How Does Nursing Research Help Patients And Communities?
Staying informed on the latest research enables patients — and the communities they are a part of — to take charge of their health. Research assists nurses with the following:
Developing cost-effective healthcare systems
Educating patients about illnesses and disabilities
Preventing health problems
Promoting well-being and healthy lifestyle choices
Providing care to patients over the lifespan
Meeting the needs of vulnerable populations through appropriate interventions
Teaching patients self-care and ways to manage health conditions
How Does Research In Nursing Aid Health Systems?

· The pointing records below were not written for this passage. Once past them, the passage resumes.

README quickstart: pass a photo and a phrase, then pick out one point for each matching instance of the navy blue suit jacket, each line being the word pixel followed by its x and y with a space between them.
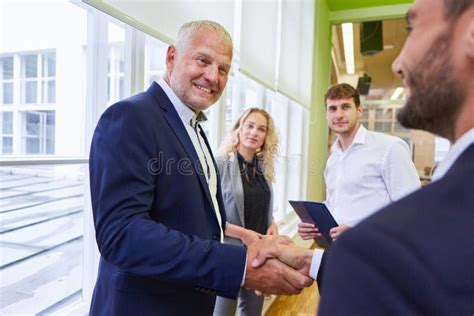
pixel 156 227
pixel 414 257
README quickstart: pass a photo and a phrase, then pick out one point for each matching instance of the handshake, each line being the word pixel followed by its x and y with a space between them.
pixel 276 266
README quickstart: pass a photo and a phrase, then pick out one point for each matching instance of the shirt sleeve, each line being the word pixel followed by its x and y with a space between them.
pixel 399 172
pixel 316 263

Research in nursing can benefit health systems in these ways:
Boosts access to care for vulnerable groups such as the elderly or homeless
Aids in developing cost-effective models for nursing care strategies
Helps identify social and environmental determinants of wellness in individuals, families and communities
Pinpoints phenomena that negatively influence recovery
Reduces the stress patients experience when undergoing surgical procedures, intrusive examinations or continuous monitoring
Role of Nursing Research in Online Programs
Students who enroll in online nursing programs may take courses in research that will help improve their skills. Courses in nursing research may introduce research design and analysis, giving the student a basis for learning how to examine, apply and utilize current knowledge. These courses also include evidence-based practice, and the student will receive an overview of current issues in knowledge development.
Today’s healthcare system is complex, and patients have increasingly varied needs. Developing solutions for the health issues of diverse populations requires providers with many different perspectives. Those enrolled in online nursing programs may become professionals who understand the need for nursing research and how to incorporate it into their own practice.